$1.25 Million Dollar E-Discovery Sanction for Zurich American Insurance and Counsel

After following resolution of issues concerning covered insureds in insurance coverage litigation involving September 11, 2001 attacks on the World Trade Center (“WTC”), insured parties moved for sanctions against liability insurer. In re Sept. 11th Liab. Ins.

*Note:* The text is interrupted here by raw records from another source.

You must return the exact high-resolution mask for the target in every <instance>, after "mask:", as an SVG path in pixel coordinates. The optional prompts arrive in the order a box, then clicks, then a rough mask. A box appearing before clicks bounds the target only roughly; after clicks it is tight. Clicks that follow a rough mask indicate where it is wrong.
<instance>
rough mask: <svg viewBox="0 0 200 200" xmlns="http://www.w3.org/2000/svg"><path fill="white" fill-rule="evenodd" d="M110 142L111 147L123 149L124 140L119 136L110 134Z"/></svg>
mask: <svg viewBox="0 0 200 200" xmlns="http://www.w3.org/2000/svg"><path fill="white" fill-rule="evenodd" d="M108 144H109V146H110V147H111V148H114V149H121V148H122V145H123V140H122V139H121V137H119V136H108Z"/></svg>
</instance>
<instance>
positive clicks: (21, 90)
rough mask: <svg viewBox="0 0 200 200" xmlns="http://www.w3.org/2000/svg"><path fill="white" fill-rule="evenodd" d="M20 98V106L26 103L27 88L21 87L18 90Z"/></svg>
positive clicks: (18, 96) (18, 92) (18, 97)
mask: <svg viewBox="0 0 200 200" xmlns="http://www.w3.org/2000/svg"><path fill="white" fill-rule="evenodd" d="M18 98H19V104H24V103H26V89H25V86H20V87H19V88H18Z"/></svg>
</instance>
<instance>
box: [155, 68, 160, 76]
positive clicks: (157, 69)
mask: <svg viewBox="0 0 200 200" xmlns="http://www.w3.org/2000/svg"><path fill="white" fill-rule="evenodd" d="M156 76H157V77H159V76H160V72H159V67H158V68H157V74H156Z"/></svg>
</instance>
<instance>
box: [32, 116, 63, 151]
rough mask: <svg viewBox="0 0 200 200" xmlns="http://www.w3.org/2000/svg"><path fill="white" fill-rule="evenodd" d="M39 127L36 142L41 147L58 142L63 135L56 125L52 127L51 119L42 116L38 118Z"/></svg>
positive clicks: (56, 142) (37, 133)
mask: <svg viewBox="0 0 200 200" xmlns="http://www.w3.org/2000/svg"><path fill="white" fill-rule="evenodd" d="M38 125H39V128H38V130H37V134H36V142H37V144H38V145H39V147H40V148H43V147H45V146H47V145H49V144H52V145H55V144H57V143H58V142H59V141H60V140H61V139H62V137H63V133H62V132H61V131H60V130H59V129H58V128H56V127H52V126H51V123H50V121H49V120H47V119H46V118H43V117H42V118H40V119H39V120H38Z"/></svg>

Coverage Cases, 2007 WL 1739666 (S.D.N.Y. June 18, 2007)

On June 18, 2007, United States District Judge Alvin K. Hellerstein, for the Southern District of New York, slapped Zurich American Insurance Company (“Zurich”) and its counsel, the law firms of Wiley Rein LLP and Coughlin Duffy LLP, with a $1.25 million sanction for making statements without evidence to back them up and discovery violations including deleted electronic evidence, and delayed production of relevant documents.

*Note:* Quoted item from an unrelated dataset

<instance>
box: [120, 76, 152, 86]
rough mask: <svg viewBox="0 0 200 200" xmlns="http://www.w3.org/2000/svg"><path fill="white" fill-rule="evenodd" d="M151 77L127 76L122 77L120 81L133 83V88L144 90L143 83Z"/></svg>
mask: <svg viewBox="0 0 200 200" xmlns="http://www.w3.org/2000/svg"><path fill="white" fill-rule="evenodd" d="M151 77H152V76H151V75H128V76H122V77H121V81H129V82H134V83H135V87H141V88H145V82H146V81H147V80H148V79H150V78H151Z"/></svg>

This insurance coverage suit revolved around whether Zurich covered Westfield Corporation, Inc. which leased retail space in the WTC, and the Port Authority of New York and New Jersey (“Port Authority”) which owned the WTC. Zurich alleged that it did not.  Zurich ultimately changed its position, however, when Zurich’s chief underwriter revealed in a deposition that she believed the Port Authority was covered. During discovery, opposing counsel, Latham & Watkins became suspicious that among other documents, a 62-page policy that would prove Zurich’ policy applied had been deleted from Zurich’s computer system and that defense counsel had a copy that had not been produced. Critical documents were in Zurich’s counsel’s possession for almost three years before they were produced. 

Federal Rule of Civil Procedure 37 authorizes sanctions for an attorney’s failure to comply with Rule 26 disclosure requirements, even without a discovery request, including:

1) failure to produce a copy of all relevant documents in the party’s control; and

2) failure to amend any prior discovery responses if the party learns that the response is incomplete or incorrect and the additional or corrective information has not been made known to the other parties during the discovery process.

The Court dismissed counsel’s explanation at the sanctions hearing that Zurich’s failure to produce was due to inadvertence.  The court found the actions to be negligent or worse. The Court was particularly troubled by Zurich’s deletion of the electronic version of the 62-page policy which occurred even after counsel had instructed that all underwriting communications were to be preserved.  The Court also took umbrage at Zurich’s “slow and inadequate responses” to repeated document requests and related court orders. and found that “Counsel’s failure to recognize the importance of the document, and to produce it timely, especially when alerted to its possible existence by opposing counsel,” was sanctionable.